Rain Again
The rain clung to my hair and arms. I raised my hands high into the air and looked up, letting the rain directly hit my face and eyes, and spun around a few times. It was interesting, and refreshing...but I didn't stay at it very long. I didn't go walk around the neighborhood in it, like I wanted to because the darkness was watching. It's hard to do what you want when you're afraid: and I was a little afraid of it. Inside my house I'm fine, and during the day, I'm fine. But at night, at night is when I'm afraid of IT again. I know I shouldn't be, but it's difficult not to fear that which can do most anything and is not, like a god, looking out for the best interest of me or the world. So, it drove me back inside quicker than I would have liked...but it did not keep me from going out into the rain.

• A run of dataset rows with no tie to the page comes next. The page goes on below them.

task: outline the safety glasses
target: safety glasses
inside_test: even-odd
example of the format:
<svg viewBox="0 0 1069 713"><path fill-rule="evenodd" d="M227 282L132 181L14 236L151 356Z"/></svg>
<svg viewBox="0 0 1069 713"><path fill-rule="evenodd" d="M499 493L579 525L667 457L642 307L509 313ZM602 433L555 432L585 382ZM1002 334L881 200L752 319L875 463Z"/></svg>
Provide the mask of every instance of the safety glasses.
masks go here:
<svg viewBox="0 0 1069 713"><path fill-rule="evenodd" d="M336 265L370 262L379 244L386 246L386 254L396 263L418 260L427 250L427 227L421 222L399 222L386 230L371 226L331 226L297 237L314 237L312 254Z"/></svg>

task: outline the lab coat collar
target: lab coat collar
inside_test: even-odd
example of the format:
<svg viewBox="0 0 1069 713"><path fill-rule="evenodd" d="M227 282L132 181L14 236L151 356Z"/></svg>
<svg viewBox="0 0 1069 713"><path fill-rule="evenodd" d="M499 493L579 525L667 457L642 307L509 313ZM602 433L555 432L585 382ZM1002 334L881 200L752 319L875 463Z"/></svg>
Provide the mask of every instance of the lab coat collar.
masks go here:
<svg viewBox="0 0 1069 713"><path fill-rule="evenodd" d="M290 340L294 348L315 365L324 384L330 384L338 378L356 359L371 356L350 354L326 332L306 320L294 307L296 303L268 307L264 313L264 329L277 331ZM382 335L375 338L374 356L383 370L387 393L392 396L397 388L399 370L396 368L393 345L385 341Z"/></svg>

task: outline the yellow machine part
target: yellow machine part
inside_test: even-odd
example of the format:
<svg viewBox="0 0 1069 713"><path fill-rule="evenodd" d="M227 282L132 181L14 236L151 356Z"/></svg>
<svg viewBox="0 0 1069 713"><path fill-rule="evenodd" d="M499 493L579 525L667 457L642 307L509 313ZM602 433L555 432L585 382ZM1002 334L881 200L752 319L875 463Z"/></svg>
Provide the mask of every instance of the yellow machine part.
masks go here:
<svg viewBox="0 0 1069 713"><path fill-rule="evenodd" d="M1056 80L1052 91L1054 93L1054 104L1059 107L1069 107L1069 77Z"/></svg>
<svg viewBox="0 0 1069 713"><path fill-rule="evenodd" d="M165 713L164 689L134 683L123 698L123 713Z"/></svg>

I love the rain! I love the smell of it; I love the energy of it. I can feel it in my heart when it's about to storm really good. I don't know why. There's something so pure about watching the rain, or just standing out in the rain and not running from it, just letting it wash over you. Everybody laughs at little kids for playing in puddles, but I think it's because most adults have forgotten how fun it can be to just stomp in a big puddle; letting the dirty water splash up around you.


1 Comments:
I love a rainy day.
I really love a good thunderstorm. The feeling and the electricity in the air? Dee-lish
P.S. I love the title you've given to my other blog. Very lovely.